OLEH: Ika Dewi Perwitasari, Statistisi di BPS Provinsi Sulawesi Selatan
Badan Pusat Statistik (BPS) Provinsi Sulsel belum lama ini telah merilis Berita Resmi Statistik (BRS) BPS Provinsi Sulsel. Ada beberapa indikator yang dirilis di antaranya adalah kondisi perdagangan luar negeri Provinsi Sulsel.
Indikator yang dirilis ini merupakan hasil kompilasi data transaksi perdagangan antarnegara seperti transaksi ekspor. Data statistik ekspor merupakan data realisasi dari transaksi perdagangan yang bersumber dari dokumen Pemberitahuan Ekspor Barang (PEB) yang disahkan oleh Kantor Pengawasan dan Pelayanan Bea dan Cukai (KPPBC).
Dari informasi yang telah dirilis tersebut, komoditas ekspor Sulsel pada bulan Mei 2022 nilainya mencapai US$186,77 juta. Angka ini turun 5,22 persen dibandingkan dengan bulan April 2022 yang tercatat sebesar US$197,05 juta. Penurunanan ini disebabkan oleh menurunnya ekspor nikel sebesar -6,95 persen yang merupakan komoditas dengan peran ekspor terbesar mencapai 61,38 persen.

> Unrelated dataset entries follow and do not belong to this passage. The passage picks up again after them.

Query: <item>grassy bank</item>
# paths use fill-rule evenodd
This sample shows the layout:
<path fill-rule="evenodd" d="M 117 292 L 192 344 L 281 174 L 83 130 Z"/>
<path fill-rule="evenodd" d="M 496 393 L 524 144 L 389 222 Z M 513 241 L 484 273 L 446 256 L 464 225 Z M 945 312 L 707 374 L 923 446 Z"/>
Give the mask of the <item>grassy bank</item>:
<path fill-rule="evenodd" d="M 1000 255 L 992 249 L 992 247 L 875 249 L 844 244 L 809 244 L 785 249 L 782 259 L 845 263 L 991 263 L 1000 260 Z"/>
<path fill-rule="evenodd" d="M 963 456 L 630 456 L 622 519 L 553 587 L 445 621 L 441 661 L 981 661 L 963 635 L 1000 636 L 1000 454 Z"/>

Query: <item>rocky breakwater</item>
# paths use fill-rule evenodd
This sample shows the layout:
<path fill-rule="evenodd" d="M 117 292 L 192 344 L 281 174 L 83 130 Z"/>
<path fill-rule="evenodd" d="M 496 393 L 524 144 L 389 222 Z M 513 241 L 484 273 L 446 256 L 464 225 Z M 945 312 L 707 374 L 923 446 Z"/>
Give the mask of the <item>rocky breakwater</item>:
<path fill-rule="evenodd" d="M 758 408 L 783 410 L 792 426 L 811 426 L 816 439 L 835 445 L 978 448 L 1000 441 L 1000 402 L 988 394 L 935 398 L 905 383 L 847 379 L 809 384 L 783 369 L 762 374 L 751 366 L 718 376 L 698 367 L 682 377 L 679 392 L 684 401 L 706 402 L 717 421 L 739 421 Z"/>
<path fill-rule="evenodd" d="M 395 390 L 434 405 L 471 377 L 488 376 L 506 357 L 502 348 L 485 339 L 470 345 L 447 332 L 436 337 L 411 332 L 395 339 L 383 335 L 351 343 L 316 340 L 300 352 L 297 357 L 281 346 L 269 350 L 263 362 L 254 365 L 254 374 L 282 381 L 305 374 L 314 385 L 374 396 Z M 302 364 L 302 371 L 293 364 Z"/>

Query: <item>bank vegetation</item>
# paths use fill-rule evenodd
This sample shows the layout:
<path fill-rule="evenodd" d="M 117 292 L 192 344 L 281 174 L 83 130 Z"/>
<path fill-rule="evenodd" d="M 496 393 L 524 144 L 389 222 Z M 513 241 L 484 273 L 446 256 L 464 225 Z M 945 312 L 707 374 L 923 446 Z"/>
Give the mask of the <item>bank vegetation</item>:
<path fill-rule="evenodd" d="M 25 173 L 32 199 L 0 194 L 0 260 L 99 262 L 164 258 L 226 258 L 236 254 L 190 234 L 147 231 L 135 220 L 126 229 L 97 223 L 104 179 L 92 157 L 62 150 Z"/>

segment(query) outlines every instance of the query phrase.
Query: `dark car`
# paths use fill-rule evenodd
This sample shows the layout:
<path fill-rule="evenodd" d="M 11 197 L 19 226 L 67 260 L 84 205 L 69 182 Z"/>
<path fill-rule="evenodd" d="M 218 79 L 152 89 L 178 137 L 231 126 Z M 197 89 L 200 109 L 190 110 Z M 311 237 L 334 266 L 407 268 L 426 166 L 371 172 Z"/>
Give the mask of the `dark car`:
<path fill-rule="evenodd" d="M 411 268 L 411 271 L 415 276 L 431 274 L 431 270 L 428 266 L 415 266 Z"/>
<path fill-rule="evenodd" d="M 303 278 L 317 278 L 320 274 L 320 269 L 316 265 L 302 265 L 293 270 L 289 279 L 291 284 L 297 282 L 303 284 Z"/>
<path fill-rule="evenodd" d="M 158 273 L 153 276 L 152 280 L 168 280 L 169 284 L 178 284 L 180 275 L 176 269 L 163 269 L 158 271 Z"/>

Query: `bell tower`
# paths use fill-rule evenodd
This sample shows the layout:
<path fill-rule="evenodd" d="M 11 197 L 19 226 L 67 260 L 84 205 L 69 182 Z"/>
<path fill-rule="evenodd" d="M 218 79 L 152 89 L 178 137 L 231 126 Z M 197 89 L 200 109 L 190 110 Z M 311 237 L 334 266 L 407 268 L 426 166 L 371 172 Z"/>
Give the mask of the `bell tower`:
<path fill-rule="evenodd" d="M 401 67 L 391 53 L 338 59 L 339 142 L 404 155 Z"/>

Komoditas lain yang mengalami penurunan meski peran tidak terlalu besar adalah biji-bijian berminyak (-15,86 persen), garam, belerang, dan kapur (-41,12 persen), lak, getah, dan damar (-38,94 persen), ikan dan udang (-7,18 persen), serta buah-buahan sebesar -2,88 persen.
Meskipun mengalami penurunan, beberapa komoditas yang diekspor dari Provinsi Sulsel masih mengalami peningkatan, di antaranya adalah besi dan baja yang memiliki peran 16,18 persen dengan peningkatan ekspor sebesar 40,77 persen. Kemudian, olahan makanan hewan (21,20 persen) dan daging serta ikan olahan sebesar 23,31 persen peningkatannya.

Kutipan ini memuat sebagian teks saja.